The reaction of K₂[RuCl₅(H₂O)] with NNN′N′-tetramethyl-3,6-dimethyl-3,6-diazaoctane-1,8-diamine (L¹) in ethanol yielded cis-[Ru^III(L¹)Cl₂]⁺, which was isolated as the ClO₄^– salt. The optical spectrum of cis-[Ru^III(L¹)Cl₂]ClO₄ in acetonitrile displays one intense band at 375 nm attributed to a p_π(Cl)→d_π*(Ru) transition. cis.-[Ru^III(L¹)Cl₂]ClO₄ has been characterized by X-ray crystallography: space group P2₁/c, a= 11.716(5), b= 13.089(4), c= 12.981(5)Å, β= 94.28(2)°, Z= 4, and R= 0.076 for 1 913 observed Mo-K_α data.
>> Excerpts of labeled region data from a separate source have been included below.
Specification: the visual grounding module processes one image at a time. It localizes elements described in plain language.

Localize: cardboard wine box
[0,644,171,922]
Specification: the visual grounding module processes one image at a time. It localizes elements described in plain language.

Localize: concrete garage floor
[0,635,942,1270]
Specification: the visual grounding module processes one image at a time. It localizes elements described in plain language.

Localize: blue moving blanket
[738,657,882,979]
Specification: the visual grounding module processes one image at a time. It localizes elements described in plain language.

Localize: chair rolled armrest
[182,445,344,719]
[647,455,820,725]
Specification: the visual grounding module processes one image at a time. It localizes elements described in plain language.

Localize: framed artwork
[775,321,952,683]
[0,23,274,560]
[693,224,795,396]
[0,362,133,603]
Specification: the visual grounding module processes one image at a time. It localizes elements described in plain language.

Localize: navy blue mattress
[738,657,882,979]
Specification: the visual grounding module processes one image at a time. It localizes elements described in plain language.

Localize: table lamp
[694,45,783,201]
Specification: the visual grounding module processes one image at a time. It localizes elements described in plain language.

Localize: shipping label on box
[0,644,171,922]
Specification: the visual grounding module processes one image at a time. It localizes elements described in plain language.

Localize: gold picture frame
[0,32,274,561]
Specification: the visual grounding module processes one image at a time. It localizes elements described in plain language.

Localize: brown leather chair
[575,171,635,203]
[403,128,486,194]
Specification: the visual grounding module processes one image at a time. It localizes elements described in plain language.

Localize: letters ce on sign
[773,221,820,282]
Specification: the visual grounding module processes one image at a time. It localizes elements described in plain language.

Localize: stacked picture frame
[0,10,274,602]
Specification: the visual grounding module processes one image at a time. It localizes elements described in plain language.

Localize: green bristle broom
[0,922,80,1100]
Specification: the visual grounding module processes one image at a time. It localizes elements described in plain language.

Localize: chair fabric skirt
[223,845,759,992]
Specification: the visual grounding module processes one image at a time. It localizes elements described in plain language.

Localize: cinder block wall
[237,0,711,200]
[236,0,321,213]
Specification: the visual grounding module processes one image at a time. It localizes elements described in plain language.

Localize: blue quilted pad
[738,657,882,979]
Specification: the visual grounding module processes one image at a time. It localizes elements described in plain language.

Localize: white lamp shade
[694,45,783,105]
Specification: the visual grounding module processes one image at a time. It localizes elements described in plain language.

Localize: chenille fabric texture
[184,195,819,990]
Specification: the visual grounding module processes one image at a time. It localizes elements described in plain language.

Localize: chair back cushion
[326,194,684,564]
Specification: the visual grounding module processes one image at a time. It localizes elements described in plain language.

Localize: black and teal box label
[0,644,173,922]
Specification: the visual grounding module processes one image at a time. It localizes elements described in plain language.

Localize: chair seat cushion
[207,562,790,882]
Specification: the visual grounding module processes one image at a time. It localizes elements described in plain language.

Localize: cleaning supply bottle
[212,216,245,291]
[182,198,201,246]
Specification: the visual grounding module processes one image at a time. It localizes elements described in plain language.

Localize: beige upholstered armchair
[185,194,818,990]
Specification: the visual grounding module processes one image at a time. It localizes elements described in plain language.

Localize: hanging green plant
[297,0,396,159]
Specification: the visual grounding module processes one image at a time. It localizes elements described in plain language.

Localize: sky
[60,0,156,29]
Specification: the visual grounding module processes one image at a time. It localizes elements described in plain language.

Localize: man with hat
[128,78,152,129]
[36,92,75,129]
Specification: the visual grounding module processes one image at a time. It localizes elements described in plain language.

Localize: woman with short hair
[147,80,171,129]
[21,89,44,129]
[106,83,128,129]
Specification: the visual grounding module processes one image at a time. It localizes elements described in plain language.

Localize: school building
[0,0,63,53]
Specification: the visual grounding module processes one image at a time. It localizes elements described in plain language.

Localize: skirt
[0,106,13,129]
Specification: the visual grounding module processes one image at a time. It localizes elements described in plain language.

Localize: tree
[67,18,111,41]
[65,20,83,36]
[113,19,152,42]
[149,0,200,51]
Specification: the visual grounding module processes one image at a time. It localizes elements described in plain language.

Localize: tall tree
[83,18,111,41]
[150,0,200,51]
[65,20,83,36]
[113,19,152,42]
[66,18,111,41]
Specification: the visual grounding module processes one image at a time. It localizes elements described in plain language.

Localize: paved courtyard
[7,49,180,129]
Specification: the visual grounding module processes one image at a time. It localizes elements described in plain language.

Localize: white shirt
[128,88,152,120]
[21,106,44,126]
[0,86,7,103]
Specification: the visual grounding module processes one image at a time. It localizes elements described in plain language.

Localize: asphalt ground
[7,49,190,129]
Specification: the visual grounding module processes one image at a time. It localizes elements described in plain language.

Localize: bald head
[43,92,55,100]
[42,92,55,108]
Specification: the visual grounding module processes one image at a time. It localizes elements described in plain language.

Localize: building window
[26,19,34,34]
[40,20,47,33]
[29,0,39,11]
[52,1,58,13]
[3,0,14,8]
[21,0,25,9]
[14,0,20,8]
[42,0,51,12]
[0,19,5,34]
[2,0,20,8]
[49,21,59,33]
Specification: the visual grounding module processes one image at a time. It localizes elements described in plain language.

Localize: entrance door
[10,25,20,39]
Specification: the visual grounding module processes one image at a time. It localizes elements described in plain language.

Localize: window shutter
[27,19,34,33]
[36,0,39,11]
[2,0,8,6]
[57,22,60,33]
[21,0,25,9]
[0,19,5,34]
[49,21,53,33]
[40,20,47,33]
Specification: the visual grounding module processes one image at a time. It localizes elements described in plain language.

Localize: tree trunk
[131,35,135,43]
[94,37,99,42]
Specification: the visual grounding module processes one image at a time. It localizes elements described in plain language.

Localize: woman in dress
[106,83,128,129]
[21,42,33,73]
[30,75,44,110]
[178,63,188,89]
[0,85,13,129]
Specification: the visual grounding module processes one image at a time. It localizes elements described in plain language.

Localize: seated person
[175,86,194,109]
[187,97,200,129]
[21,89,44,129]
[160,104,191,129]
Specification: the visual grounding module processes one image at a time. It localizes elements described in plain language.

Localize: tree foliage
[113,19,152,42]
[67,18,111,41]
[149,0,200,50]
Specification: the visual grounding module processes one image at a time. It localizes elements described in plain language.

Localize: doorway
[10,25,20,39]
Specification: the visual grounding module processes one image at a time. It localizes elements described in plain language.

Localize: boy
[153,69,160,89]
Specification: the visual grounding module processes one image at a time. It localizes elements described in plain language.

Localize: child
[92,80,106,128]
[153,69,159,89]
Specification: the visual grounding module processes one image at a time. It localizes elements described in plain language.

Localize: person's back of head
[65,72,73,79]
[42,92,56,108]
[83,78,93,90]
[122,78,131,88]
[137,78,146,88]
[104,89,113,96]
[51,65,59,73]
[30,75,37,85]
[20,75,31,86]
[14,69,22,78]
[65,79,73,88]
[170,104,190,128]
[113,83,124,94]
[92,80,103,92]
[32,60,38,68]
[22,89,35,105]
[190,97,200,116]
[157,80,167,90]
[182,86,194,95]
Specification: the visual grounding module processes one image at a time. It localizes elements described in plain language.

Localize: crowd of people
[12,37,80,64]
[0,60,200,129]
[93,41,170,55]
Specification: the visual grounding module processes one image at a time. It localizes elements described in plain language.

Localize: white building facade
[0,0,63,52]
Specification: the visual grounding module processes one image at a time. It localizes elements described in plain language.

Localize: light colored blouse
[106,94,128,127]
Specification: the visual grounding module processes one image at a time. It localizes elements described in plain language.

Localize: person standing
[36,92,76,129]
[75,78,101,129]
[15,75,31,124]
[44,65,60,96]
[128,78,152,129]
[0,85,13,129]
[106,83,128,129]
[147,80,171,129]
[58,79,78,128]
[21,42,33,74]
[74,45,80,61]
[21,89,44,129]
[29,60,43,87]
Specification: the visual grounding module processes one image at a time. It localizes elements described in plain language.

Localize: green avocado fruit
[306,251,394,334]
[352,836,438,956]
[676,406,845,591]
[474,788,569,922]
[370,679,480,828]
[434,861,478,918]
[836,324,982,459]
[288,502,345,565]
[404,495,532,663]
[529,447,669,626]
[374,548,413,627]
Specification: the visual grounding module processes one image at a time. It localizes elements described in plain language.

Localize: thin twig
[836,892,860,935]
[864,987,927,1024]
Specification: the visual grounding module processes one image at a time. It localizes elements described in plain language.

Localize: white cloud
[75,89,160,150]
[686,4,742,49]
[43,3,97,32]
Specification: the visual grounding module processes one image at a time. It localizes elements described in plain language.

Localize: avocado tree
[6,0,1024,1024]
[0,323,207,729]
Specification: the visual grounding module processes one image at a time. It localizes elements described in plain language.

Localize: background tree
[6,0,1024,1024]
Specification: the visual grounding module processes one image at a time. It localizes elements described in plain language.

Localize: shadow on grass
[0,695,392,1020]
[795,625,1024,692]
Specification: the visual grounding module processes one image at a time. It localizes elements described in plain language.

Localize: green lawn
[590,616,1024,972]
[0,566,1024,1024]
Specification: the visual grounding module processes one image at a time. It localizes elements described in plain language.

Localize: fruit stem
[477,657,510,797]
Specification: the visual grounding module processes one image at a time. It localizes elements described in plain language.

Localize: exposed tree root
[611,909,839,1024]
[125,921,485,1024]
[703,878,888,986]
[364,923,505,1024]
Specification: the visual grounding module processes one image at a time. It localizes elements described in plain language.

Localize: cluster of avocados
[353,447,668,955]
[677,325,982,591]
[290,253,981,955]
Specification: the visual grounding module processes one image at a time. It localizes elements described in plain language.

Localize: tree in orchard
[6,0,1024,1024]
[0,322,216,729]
The co-ordination geometry around the metal ion is distorted octahedral with cis arrangement of the two chloride ligands. The average Ru–N and Ru–Cl bond distances are 2.17(1) and 2.345(4)Å, respectively. Treatment of cis-[Ru^III(L¹)Cl₂]ClO₄ with silver(I)p-toluenesulphonate in hot water and then H₂O₂ gave [Ru^VI(L¹)(O)₂]²⁺ isolated as the ClO₄^– salt. [Ru^VI(L¹)(O)₂][ClO₄]₂ is diamagnetic (µ_eff.= 0) and has an intense i.r. band at ca. 850 cm^–1 attributed to ν_asym(RuO) stretching. The E_½ value of the [Ru^VI(L¹)(O)₂]²⁺/[Ru^IV(L¹)(O)(H₂O)]²⁺ couple in 0.1 mol dm^–3 CF₃CO₂H is 0.79. V vs. a saturated calomel electrode. The reaction of [Ru^IV(L¹)(O)₂][ClO₄]₂ with styrene produced benzaldehyde.